Perception Neuroscience – Johan Lundström's research group

The Perception Neuroscience group conducts basic research aimed toward a better understanding of the neural and behavioral function of the olfactory system, and how it interacts with the other senses to interpret our environment in health and disease.

Part of the:

Department of Clinical Neuroscience

Research focus

Cognition in olfaction

Olfaction is to a large degree studied from the sensory processing perspective. Here we instead study the behavioral and neural implications of olfactory cognition. Using neural imaging and behavioral studies we will establish the limits of human olfactory cognition and the underlying neural mechanisms. How do we keep olfactory percepts temporarily in mind, and are we able reshape these percepts to aid behavior? Do we have similar attentional and top-down processing abilities in olfaction as in other sensory modalities? Are analogous brain areas involved in the cognitive processing of olfactory stimuli as in the more investigated visual cognition?

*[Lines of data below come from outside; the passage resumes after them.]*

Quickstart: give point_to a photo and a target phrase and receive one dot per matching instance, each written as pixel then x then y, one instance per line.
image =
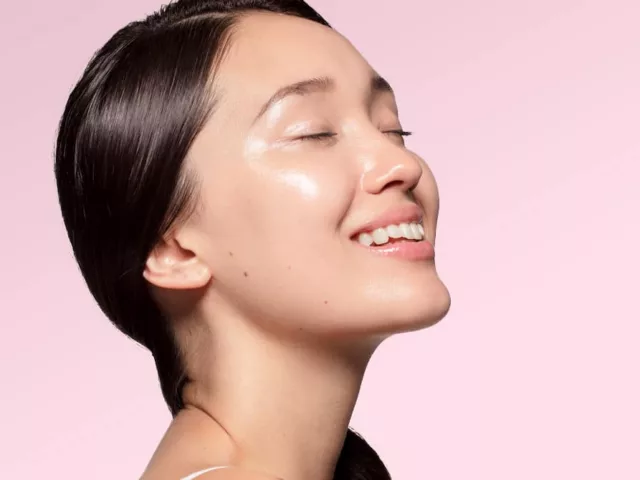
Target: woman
pixel 235 184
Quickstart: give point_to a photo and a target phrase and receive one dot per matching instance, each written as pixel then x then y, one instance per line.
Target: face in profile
pixel 304 203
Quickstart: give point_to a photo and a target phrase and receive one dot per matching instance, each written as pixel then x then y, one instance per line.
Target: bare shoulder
pixel 236 474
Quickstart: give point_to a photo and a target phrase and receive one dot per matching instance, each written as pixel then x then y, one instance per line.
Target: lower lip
pixel 405 249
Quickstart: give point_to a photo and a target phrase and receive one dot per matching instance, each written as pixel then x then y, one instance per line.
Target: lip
pixel 404 249
pixel 407 213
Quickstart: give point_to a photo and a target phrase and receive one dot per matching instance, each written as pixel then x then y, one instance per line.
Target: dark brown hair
pixel 122 141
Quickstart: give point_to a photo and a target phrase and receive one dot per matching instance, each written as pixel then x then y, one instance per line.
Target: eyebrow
pixel 377 85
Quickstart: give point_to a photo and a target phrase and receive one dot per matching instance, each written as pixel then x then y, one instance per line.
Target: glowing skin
pixel 285 306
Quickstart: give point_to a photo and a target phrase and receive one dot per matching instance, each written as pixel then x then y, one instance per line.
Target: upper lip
pixel 406 213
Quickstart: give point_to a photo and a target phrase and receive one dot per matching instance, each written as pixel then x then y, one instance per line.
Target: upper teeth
pixel 380 236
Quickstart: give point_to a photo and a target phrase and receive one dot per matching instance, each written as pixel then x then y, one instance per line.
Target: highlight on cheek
pixel 301 182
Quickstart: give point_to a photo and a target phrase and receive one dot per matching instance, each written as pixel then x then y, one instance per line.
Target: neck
pixel 285 404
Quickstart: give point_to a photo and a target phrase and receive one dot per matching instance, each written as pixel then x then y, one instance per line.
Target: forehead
pixel 270 50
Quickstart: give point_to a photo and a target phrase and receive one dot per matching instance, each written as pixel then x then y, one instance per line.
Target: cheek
pixel 257 207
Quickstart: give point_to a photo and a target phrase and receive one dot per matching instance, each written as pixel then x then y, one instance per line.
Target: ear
pixel 171 266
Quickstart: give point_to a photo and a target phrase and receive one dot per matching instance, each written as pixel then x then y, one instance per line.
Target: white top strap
pixel 202 472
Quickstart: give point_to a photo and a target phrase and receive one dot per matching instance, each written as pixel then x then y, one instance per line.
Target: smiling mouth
pixel 413 232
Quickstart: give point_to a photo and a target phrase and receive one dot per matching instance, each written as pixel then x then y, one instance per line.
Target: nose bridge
pixel 385 163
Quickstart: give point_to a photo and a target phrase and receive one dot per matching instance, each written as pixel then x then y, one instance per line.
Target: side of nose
pixel 390 165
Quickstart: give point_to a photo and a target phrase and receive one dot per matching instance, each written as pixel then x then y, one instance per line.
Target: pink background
pixel 529 114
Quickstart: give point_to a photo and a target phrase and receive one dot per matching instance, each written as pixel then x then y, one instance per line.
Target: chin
pixel 420 309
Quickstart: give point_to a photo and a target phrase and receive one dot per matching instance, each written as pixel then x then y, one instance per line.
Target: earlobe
pixel 170 266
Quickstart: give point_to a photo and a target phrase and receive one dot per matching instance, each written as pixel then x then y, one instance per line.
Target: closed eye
pixel 327 135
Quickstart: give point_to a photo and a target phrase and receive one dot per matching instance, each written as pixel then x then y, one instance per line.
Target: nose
pixel 390 165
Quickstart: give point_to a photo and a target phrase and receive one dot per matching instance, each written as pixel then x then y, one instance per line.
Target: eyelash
pixel 327 135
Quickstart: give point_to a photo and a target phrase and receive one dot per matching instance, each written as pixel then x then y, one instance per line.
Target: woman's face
pixel 279 211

Early detection of parkinson’s disease

The olfactory bulb is where Parkinson’s Disease starts in the brain. Based on our new method to measure signal from the olfactory bulb, we are currently assessing whether the measure can be used as an early detector of Parkinson’s Disease onset. If successful, this would mean that we most probably can detect Parkinson’s Disease many years before the onset of the characteristic motor symptoms that is so characteristic for the disease. We are also currently exploring whether we can reverse the measure to stimulate the olfactory bulb and potentially slow the spread of the disease.

Human olfactory bulb processing

We recently demonstrated a new method to measure signals from the human olfactory bulb, an area of the human brain that that was not accessible without resorting to intracranial recordings. We are in this project, under the leadership of Dr. Johan Lundström, assessing what role the olfactory bulb has in human odor perception and action. Moreover, we are also assessing whether this measure might serve as an early indicator of Parkinson’s disease.

Links between breathing and performance

Respiration is one of the fundamental rhythms of life, with its effects stretching far beyond basic oxygenation. Recent studies have demonstrated that breathing modulates how we process basic perceptual stimuli and tentative evidence also indicate that breathing might regulate cognitive processes. In this project under the leadership of Dr. Artin Arshamian, we are assessing how this rhythmic activity, repeated 9-24 times each minute, shapes basic perception and cognition and what neural mechanisms allow this integration between breathing and perception/cognition.

Multisensory integration with odors

Outside the confined environment of the laboratory, smells are very rarely experienced by themselves, without the contextual information provided by our other senses. This project, under the leadership of Dr. Johan Lundström, is concerned with two fundamental perceptual neuroscience question: how is congruent information from our other sensory modalities influencing the processing of odors and what role does the olfactory cortex, if any, have in this?

Olfactory plasticity

The sense of smell is a sensory system that is characterized by both large inter- as well as intra- individual differences. The sense of smell is also very plastic where sensitivity towards individual odors can shift either rapidly or over time. Under the leadership of Dr. Lundström, the general aim of this project is to understand what the neural mechanisms, and their behavioral consequences, are that allow the sense of smell to adapt so fast to our environment. In doing this, we assess behavioral and neural measures in both healthy individuals as well as clinical populations with various etiology.

Working memory and generalization

In this project we study the primate ability to generalize. Working memory refers to our ability to temporarily hold a limited set of information in a particular online state that allows us to access and manipulate this information. Importantly, these abilities generalize to any information and not just information we previously trained to perform such manipulations on. We test the novel theory that these abilities, along with many other aspects of generalization, builds on utilizing the spatial structure of cortex. To test this we study spatiotemporal dynamics of brain activity, including brain oscillations and travelling waves. We also perform network simulations where we explore the computational power of this theory.